October 4 - 10 is World Space Week, and what better way to celebrate the occasion than kitting yourself out with the best stargazing equipment.
In theory stargazing requires nothing more than a minimum of 10 minutes outdoors to adjust eyes to the dark – but both the British weather and the sheer scale of the cosmos make some purchases helpful.
Practical things all stargazers need include a really big mountain-style warm coat, a thick jumper, hat and gloves. You don't want to be taking the latter off, so find something like the SealSkinz Ultra Grip gloves - available for about £26 on Amazon - which make handling binoculars, books and/or a telescope easy.
Clear nights are the coldest of all, and standing still is what stargazing is all about, so wrap up warm.
Other essentials for all stargazers are a head torch with a red light mode (such as the Petzl Tikka Plus 2, available for under £30 on Amazon), so as not to damage your night vision, a chair, deckchair or sun-lounger to avoid a sore neck and a hot drink. Your reward will be the warm glow of the night sky.
At first you'll need help finding your bearings. For a quick tour, download a cheap smartphone app like SkySafari 5 (Android £2.79 & iOS £2.29), Night Sky 4 (Android & iOS 99p) or StarWalk (iOS £1.99, Android 99p).

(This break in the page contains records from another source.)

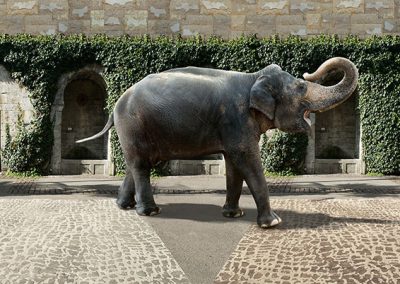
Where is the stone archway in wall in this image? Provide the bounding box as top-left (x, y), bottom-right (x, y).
top-left (314, 94), bottom-right (362, 174)
top-left (52, 66), bottom-right (112, 175)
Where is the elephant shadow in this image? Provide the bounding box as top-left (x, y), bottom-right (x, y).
top-left (152, 203), bottom-right (394, 230)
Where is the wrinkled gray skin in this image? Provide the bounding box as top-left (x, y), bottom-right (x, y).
top-left (77, 58), bottom-right (358, 228)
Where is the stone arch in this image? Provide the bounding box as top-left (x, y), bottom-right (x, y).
top-left (0, 65), bottom-right (35, 170)
top-left (52, 65), bottom-right (111, 174)
top-left (308, 72), bottom-right (364, 174)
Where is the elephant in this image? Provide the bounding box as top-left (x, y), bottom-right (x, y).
top-left (77, 57), bottom-right (358, 228)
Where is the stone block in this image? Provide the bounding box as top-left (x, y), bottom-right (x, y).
top-left (383, 19), bottom-right (399, 34)
top-left (147, 0), bottom-right (170, 20)
top-left (182, 23), bottom-right (214, 37)
top-left (350, 24), bottom-right (383, 36)
top-left (321, 14), bottom-right (350, 35)
top-left (148, 6), bottom-right (169, 19)
top-left (25, 25), bottom-right (58, 35)
top-left (7, 0), bottom-right (39, 15)
top-left (214, 15), bottom-right (231, 38)
top-left (200, 0), bottom-right (231, 15)
top-left (70, 6), bottom-right (90, 20)
top-left (231, 15), bottom-right (246, 31)
top-left (365, 0), bottom-right (395, 19)
top-left (246, 15), bottom-right (276, 37)
top-left (39, 0), bottom-right (69, 15)
top-left (25, 15), bottom-right (53, 26)
top-left (104, 16), bottom-right (122, 26)
top-left (306, 14), bottom-right (322, 28)
top-left (182, 15), bottom-right (213, 25)
top-left (124, 10), bottom-right (148, 32)
top-left (351, 13), bottom-right (382, 25)
top-left (90, 0), bottom-right (104, 10)
top-left (257, 0), bottom-right (289, 15)
top-left (229, 30), bottom-right (252, 39)
top-left (289, 0), bottom-right (317, 15)
top-left (333, 0), bottom-right (364, 14)
top-left (276, 25), bottom-right (307, 36)
top-left (90, 10), bottom-right (104, 28)
top-left (276, 15), bottom-right (306, 27)
top-left (231, 0), bottom-right (257, 15)
top-left (170, 0), bottom-right (200, 14)
top-left (67, 20), bottom-right (90, 34)
top-left (148, 20), bottom-right (179, 35)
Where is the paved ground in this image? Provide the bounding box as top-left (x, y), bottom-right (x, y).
top-left (0, 175), bottom-right (400, 283)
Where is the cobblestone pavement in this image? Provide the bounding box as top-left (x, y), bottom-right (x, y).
top-left (0, 199), bottom-right (189, 284)
top-left (0, 177), bottom-right (400, 196)
top-left (215, 199), bottom-right (400, 284)
top-left (0, 177), bottom-right (400, 284)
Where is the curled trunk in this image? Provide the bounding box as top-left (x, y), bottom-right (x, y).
top-left (303, 57), bottom-right (358, 111)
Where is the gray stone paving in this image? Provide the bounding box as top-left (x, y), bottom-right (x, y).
top-left (215, 199), bottom-right (400, 284)
top-left (0, 199), bottom-right (189, 284)
top-left (0, 177), bottom-right (400, 196)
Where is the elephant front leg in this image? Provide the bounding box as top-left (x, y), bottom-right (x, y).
top-left (230, 150), bottom-right (282, 228)
top-left (117, 170), bottom-right (136, 209)
top-left (222, 156), bottom-right (244, 218)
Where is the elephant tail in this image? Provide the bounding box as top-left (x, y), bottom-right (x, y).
top-left (75, 113), bottom-right (114, 143)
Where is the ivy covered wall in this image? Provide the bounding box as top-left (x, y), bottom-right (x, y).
top-left (0, 35), bottom-right (400, 174)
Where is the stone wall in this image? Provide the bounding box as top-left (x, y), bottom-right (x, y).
top-left (0, 0), bottom-right (400, 38)
top-left (0, 65), bottom-right (34, 162)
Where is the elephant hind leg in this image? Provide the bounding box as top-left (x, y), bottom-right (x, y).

Hold your phone up to the sky and your smartphone's compass and GPS will present a 'live' view of what's in front of you, but do make sure you engage the red 'night vision' mode on the app to prevent the damaging white glare from your smartphone.
However, these apps do take your attention away from the night sky. If you're in no rush and really want to learn how to find your way around, buy a red-light head torch and print-out a free starchart each month. A Nasa moon map might also be useful.
With a basic knowledge of constellations and the brightest stars, it's time to take a closer look at the likes of the Pleiades, the Orion Nebula and a first glimpse of the Andromeda Galaxy.
At this stage of your stargazing, two eyes are better than one - find a pair of binoculars, which will give you a close-up view and a fabulous sense of depth. Choose 7x50, 10x42 or 10x50 binoculars, which magnify everything by seven or 10 times but which have a wide enough aperture to let lots of brightness in.
Any pair with that rating will do; try the travel-friendly Bushnell 10x42 Powerview (£59 - Amazon) or waterproof Nikon 10x50 SPORTER EX (£159 - Amazon), but try them out before you buy - twist-up eyecups are best.
Binoculars are best used for stargazing alongside a book like Binocular Highlights: 99 Celestial Sights for Binocular Users (£18.99 - Amazon) and can be taken camping, on a cruise or just left in the car, which will encourage you to stargaze more frequently.
Now's a good time to get a tripod like the professionals - we have a selection for you in our guide to taking photos of the sky.
As your knowledge of the night sky increases and you become familiar with the sky's main sights, you'll likely develop a thirst to see Jupiter, Saturn, the Orion Nebula and the Moon in close-up.
First, get yourself a copy of Patrick Moore's Yearbook of Astronomy 2016 (£9.94 - Amazon), which lays out the major celestial events and observing tips for each month. Since Moore's death in 2012, his friend and long-time co-editor Dr John Mason has taken on the task of annually refreshing the books.
Time for a telescope? Probably, but before you leap into the technical and potentially frustrating world of telescopes, pause and consider what it is you want to look at. A book like Turn Left At Orion (£21.20 - Amazon) is a great place to start, as is a Newtonian reflector telescope such as the Meade ETX80 Goto Telescope Tabletop System (£229 - Amazon).
That should do for easily found objects, but finding nebulas and star clusters invisible to the naked eye is most easily done using a Go-To telescope. The likes of the Skywatcher Skymax 127 SynScan (£379 - Amazon) and Orion StarBlast 6i IntelliScope (£410.03 - Amazon) will find and track any night-sky object, though you will still have to learn how to set telescopes like these up.